Shade100's blog

By Shade100, history, 8 years ago, In English

Hi! I'm having trouble understanding this O(NlogN) implementation of suffix array construction :

Code

In particular:

for (i = 0; i < n; i++) { // count the frequency of each integer rank
	c[i + k < n ? RA[i + k] : 0]++;
}

0 is used as the rank for an empty string when it is also the rank of the smallest suffix, as seen below.

tempRA[SA[0]] = r = 0; // re-ranking; start from rank r = 0

// compare adjacent suffixes
for (i = 1; i < n; i++) {
	// if same pair => same rank r; otherwise,increase r
	tempRA[SA[i]] = (RA[SA[i]] == RA[SA[i - 1]] && RA[SA[i] + k] == RA[SA[i - 1] + k]) ? r : ++r;
}

SA[i] + k can go out of bounds.

These seem like bugs, but the algorithm works, but strangely only when a sentinel character such as $ is appended to the end.
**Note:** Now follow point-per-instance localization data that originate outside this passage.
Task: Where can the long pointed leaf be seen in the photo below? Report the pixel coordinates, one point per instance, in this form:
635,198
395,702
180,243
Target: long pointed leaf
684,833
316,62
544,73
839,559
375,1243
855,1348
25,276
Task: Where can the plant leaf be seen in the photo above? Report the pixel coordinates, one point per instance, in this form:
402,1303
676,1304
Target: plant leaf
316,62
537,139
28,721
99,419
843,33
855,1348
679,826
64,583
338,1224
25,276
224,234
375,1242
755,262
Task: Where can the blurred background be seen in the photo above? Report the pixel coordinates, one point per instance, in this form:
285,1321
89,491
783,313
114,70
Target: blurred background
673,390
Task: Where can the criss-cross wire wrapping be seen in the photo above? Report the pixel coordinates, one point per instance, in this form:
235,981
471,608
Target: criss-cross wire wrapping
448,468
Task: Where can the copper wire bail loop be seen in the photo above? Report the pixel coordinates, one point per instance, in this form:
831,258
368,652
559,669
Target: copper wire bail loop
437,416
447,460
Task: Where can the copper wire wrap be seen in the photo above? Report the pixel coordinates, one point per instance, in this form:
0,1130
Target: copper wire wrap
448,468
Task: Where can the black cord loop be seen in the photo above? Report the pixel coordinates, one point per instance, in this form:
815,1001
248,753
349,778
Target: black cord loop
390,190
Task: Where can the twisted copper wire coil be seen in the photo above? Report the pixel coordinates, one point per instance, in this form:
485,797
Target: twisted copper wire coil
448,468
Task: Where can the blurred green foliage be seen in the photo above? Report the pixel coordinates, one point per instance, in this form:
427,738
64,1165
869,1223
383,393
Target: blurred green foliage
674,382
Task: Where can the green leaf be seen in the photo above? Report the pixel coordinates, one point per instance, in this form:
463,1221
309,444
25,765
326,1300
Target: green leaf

Why?

Thanks in advance!

  • Vote: I like it
  • 0
  • Vote: I do not like it

| Write comment?
»
8 years ago, # |
  Vote: I like it 0 Vote: I do not like it

Because practically when you append a special character (which its ASCII value is lower than any letter in the alphabet) at the end of your string, you're implying that this unused suffix will always have the rank 0, therefore your smallest suffix is always in the index 1 rather than 0.